As with many sea stories, the truth may never surface as to the origin of an ancient, hand-carved, pear-shaped oaken block.
“This is a very unique find,” said John Hearn of this city.
He was fishing in the Hereford Inlet surf near Second Avenue here with his son, Shane Hearn on Sat., Jan. 28. The younger Hearn, a detective with the Lower Southhampton Township Police Department, Bucks County, Pa., and always curious, noted his father, spotted an odd-shaped object by the Second Avenue jetty.
What he found washed up, possibly loosened by recent dredging of the inlet, was a fairlead block, the type commonly used aboard 19th century vessels to secure sails.
Curious about the maritime treasure, Hearn toted the 25-30 pound find to the Cape May County Historical and Genealogical Museum on Route 9, Swainton.
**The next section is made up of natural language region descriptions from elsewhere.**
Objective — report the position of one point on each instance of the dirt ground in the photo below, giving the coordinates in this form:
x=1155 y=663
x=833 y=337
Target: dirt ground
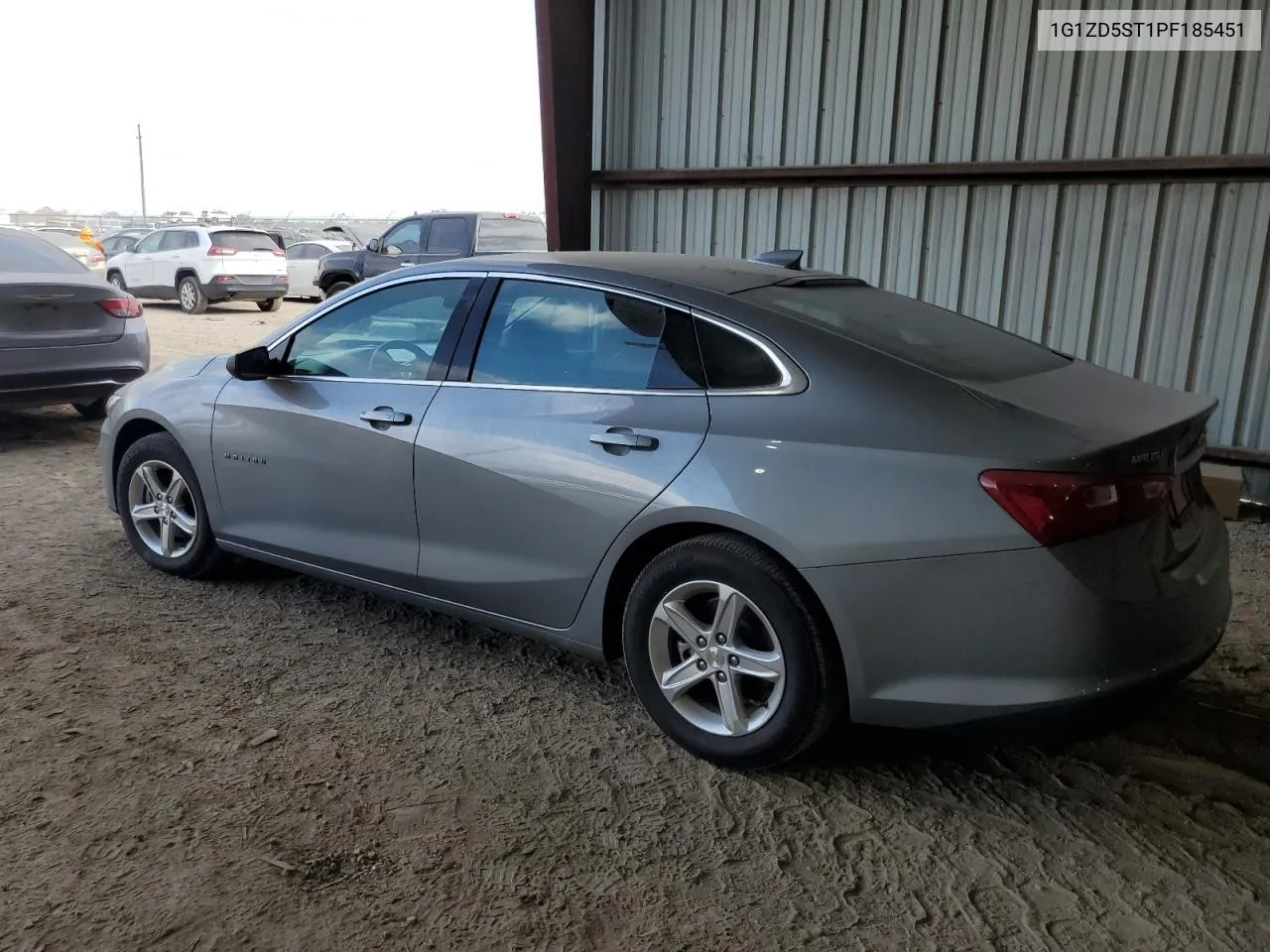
x=272 y=763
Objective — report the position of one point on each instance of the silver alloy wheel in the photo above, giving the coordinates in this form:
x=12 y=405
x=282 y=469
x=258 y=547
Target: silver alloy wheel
x=724 y=674
x=163 y=509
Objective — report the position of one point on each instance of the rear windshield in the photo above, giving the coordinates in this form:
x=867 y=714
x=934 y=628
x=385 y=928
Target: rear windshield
x=942 y=341
x=511 y=235
x=35 y=257
x=244 y=240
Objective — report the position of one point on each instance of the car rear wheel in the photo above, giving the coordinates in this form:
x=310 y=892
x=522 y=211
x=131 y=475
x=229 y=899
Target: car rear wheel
x=190 y=295
x=162 y=508
x=91 y=411
x=726 y=656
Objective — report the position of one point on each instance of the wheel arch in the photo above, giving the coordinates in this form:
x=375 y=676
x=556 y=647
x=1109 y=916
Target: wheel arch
x=642 y=549
x=326 y=278
x=131 y=430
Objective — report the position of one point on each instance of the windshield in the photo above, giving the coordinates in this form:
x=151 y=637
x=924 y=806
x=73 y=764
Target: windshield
x=942 y=341
x=511 y=235
x=244 y=240
x=35 y=257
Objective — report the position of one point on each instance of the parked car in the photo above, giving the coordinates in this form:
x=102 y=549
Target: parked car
x=303 y=258
x=66 y=336
x=87 y=255
x=198 y=266
x=432 y=238
x=122 y=240
x=778 y=493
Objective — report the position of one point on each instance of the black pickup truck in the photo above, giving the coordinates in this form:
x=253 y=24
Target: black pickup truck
x=435 y=236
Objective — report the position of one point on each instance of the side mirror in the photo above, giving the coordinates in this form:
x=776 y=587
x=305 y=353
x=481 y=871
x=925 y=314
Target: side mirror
x=253 y=363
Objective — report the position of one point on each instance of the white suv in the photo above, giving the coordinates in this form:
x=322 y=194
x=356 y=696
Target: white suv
x=197 y=266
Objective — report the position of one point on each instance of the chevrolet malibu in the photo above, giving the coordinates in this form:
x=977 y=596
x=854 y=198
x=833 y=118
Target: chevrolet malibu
x=779 y=494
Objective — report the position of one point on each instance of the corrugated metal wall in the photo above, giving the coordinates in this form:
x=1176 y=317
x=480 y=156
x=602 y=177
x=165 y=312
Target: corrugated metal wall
x=1169 y=282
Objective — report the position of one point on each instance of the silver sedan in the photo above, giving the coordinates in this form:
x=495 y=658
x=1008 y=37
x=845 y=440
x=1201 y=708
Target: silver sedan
x=780 y=494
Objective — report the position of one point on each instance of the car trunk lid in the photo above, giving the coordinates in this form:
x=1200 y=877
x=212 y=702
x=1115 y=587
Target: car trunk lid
x=248 y=253
x=55 y=311
x=1134 y=430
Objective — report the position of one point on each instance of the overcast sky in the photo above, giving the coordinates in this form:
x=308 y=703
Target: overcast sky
x=271 y=107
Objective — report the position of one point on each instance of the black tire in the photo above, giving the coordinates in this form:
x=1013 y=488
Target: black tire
x=190 y=296
x=815 y=687
x=203 y=556
x=91 y=411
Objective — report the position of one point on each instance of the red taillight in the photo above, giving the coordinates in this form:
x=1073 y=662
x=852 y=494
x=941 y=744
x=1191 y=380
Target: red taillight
x=121 y=306
x=1065 y=507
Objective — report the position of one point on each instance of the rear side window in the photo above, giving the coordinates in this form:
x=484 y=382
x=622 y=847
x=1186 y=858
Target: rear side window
x=558 y=335
x=447 y=236
x=35 y=257
x=942 y=341
x=511 y=235
x=244 y=240
x=731 y=362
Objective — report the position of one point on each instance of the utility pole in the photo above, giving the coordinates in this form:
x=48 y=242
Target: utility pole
x=141 y=163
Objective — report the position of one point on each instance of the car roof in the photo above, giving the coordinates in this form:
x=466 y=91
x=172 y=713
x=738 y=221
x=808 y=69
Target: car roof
x=721 y=276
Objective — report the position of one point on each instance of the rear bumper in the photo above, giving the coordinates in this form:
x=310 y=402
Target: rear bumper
x=63 y=375
x=944 y=642
x=243 y=291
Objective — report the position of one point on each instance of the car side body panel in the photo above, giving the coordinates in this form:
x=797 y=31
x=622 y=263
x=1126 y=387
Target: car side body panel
x=181 y=399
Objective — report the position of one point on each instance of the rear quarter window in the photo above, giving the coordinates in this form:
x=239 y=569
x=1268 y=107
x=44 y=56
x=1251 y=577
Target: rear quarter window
x=731 y=362
x=511 y=235
x=938 y=340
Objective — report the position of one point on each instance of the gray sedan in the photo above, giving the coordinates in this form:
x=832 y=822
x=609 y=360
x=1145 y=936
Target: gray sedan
x=66 y=335
x=780 y=494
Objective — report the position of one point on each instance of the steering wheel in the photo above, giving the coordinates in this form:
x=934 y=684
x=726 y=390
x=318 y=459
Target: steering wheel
x=421 y=354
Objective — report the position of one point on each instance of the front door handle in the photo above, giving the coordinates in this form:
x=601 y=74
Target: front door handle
x=385 y=416
x=622 y=439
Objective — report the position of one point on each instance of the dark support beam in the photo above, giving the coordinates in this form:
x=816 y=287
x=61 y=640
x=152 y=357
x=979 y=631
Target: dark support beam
x=1183 y=168
x=566 y=68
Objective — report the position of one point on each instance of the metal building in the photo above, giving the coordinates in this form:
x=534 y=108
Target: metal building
x=1114 y=206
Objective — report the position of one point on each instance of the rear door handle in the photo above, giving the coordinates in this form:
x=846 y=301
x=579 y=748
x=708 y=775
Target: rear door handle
x=622 y=439
x=384 y=416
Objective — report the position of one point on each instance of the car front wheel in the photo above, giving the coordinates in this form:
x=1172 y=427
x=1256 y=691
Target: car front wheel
x=162 y=508
x=726 y=656
x=190 y=295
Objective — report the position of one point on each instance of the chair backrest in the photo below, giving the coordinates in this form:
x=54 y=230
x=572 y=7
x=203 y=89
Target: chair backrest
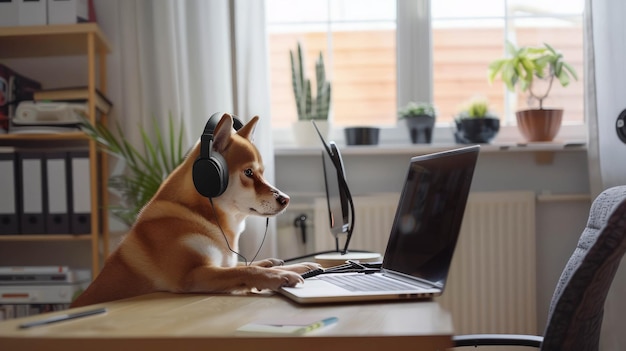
x=577 y=306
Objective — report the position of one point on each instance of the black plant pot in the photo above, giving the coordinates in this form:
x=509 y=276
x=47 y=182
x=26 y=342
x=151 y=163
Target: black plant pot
x=362 y=135
x=476 y=130
x=420 y=128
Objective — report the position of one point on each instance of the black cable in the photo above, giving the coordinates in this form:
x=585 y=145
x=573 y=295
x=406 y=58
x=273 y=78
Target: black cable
x=245 y=260
x=267 y=222
x=224 y=235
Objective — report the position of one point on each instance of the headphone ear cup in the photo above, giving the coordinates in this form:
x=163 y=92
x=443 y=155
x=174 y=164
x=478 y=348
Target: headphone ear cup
x=210 y=175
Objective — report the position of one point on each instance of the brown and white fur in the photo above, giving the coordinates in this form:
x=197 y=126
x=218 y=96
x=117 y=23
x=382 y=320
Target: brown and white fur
x=176 y=243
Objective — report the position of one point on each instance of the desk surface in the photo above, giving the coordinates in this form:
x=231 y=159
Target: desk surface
x=172 y=322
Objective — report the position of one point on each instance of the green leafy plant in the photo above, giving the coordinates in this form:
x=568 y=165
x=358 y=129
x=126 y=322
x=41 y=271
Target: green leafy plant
x=310 y=107
x=145 y=170
x=527 y=64
x=414 y=109
x=477 y=108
That facility has, among its artifacts, many related to the county’s early fishing and whaling industries.
Those at the maritime section of the museum told Hearn that the device was likely carved from oak, since that was a favored wood for such purposes. Although worm-eaten to some degree, the block retained much of its character, four smooth ridges on one end, two larger on the other, and concave on the outer sides.
Hearn believes the object could well have fallen from one of the many fishing vessels that used to dock at Moore’s Inlet, a busy commercial fishing mooring in the late 1800s and early 1900s.
Hearn has kept the artifact wet so that it wuld not dry out and possibly deteriorate.
John Hearn of North Wildwood with oak fairlead block his son, Shane, spotted at Second Avenue jetty, North Wildwood, Sat., Jan. 28. Photo by Al Campbell
Details of the hand-carved block showing worm damage.